The industry should be wary of unintended consequences as a result of tough rules governing the short-term lending market, the chief executive of the Consumer Finance Association has warned.
Russell Hamblin-Boone was speaking after the publication of a report by think-tank Respublica which said there is a need to reform the short-term lending market, as currently the rules could ay stop people from getting credit.
He said: “Unfortunately, the tough regulations now governing short-term lenders mean that up to half a million people can no longer access short-term credit, let alone mainstream alternatives further up the credit ladder.

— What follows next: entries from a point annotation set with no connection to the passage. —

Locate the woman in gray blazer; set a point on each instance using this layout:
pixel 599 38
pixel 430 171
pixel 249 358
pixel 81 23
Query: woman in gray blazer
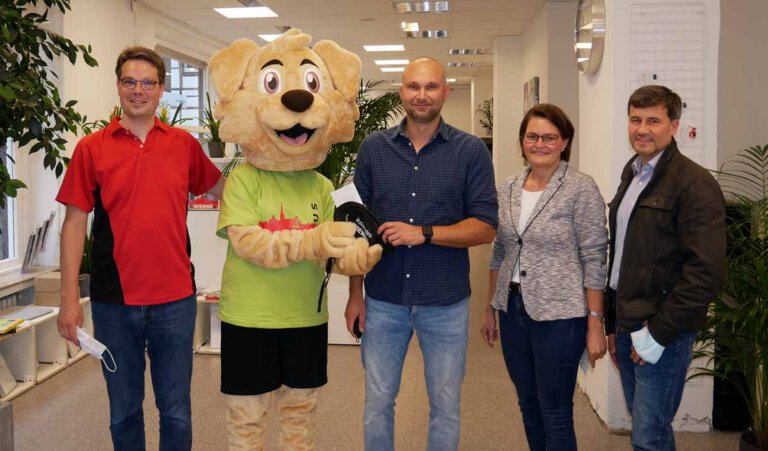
pixel 547 276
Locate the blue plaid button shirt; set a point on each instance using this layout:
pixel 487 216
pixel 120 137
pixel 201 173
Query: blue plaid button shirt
pixel 450 179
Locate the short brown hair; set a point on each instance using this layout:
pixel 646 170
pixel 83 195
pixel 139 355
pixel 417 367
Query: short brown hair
pixel 144 54
pixel 557 117
pixel 652 95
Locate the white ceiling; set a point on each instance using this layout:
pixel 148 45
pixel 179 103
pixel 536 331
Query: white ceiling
pixel 353 23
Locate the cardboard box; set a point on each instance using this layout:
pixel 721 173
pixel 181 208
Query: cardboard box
pixel 48 289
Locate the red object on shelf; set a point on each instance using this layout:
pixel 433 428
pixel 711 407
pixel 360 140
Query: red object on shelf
pixel 201 203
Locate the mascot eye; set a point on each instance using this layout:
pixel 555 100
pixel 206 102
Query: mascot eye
pixel 312 80
pixel 270 81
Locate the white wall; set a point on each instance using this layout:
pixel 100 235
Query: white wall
pixel 457 110
pixel 482 89
pixel 548 54
pixel 508 105
pixel 604 151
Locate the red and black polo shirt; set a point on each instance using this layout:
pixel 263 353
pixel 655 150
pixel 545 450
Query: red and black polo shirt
pixel 138 192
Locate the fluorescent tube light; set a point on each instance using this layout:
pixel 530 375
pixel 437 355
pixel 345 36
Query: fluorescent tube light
pixel 269 37
pixel 246 13
pixel 391 62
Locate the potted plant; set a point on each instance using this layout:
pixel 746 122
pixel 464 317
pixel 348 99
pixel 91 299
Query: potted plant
pixel 31 110
pixel 211 136
pixel 485 110
pixel 735 340
pixel 376 112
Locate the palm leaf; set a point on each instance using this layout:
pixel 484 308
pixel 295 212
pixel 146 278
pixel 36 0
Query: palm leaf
pixel 376 113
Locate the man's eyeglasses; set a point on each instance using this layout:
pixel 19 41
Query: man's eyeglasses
pixel 532 138
pixel 146 85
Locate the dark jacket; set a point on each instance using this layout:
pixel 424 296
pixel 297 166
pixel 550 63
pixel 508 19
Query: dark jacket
pixel 674 249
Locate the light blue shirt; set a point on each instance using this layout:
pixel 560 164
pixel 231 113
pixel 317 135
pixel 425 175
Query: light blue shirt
pixel 645 346
pixel 643 173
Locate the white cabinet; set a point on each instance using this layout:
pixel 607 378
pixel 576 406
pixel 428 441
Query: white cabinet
pixel 36 351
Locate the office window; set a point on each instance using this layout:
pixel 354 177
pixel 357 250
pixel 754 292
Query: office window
pixel 184 84
pixel 7 229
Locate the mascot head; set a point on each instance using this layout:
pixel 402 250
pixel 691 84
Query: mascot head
pixel 286 103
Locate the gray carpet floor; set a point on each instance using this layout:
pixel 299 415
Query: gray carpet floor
pixel 70 412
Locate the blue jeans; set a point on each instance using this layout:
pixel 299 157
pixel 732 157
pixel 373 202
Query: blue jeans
pixel 443 334
pixel 653 391
pixel 542 359
pixel 166 331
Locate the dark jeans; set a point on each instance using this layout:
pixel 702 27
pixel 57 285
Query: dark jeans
pixel 166 331
pixel 542 358
pixel 653 391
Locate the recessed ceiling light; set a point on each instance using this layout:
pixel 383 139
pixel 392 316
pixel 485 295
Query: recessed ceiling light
pixel 269 37
pixel 469 52
pixel 384 48
pixel 410 26
pixel 391 62
pixel 403 7
pixel 246 13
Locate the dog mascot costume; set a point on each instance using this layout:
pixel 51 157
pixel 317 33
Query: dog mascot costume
pixel 284 104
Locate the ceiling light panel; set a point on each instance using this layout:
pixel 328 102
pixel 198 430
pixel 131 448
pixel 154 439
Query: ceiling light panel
pixel 469 52
pixel 384 48
pixel 246 13
pixel 391 62
pixel 422 7
pixel 427 34
pixel 410 27
pixel 269 37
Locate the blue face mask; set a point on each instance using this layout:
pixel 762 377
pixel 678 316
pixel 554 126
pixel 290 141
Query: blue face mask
pixel 95 348
pixel 645 346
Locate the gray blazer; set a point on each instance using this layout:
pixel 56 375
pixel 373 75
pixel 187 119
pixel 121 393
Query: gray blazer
pixel 563 247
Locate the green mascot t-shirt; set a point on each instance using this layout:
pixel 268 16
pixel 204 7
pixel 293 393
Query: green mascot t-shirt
pixel 253 296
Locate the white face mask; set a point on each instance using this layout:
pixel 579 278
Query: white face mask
pixel 95 348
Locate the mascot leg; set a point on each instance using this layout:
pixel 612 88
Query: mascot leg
pixel 296 407
pixel 247 419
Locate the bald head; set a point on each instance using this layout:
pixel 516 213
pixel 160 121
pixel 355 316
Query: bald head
pixel 423 91
pixel 424 65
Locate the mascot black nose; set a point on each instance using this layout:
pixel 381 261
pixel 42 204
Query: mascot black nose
pixel 297 100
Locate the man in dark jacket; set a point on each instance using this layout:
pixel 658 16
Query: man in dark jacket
pixel 667 224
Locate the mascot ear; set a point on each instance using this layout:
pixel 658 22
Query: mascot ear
pixel 228 67
pixel 344 67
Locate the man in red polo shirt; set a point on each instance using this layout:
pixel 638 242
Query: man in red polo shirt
pixel 136 175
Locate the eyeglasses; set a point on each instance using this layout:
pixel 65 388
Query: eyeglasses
pixel 146 85
pixel 532 138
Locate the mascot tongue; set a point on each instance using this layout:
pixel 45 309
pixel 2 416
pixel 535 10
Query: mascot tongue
pixel 297 141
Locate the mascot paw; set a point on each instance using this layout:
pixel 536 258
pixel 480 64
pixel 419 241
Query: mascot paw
pixel 359 258
pixel 334 238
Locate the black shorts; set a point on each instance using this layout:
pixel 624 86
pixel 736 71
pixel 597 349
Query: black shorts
pixel 256 361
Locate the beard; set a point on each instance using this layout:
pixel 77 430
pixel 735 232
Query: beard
pixel 423 116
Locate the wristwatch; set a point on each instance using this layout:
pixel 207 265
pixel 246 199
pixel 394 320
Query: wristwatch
pixel 427 231
pixel 598 315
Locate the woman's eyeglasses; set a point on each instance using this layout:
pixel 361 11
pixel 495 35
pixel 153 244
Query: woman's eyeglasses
pixel 532 138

And that leads to disenfranchisement.
“The harsh reality, as unpalatable as it may be for some people, is that without access to short-term credit, hundreds of thousands of people are being forced to make some highly undesirable financial choices.
“A well-functioning short-term lending sector should be part of a wider consumer credit market, one which enables people to progress to cheaper and more affordable credit, and provides a safety net to those in need.”
The Consumer Finance Association represents some of Britain’s short-term lenders including QuickQuid, The Money Shop and Payday Express.
The Respublica report claims that if the short-term lending market were to be reformed it would allow people to climb the “credit ladder”. Banning short-term loans, it claimed, would simply drive people into the hands of loan sharks.
David Burford, of Shropshire-based David Burford Independent Financial Advisers, said: “I suppose it depends on what you are trying to achieve by reforming the system.
“I think people have to be able to access small, easy, accessible loans. Reforming the marketplace is important because I do not think people understand the costs and what they are paying.”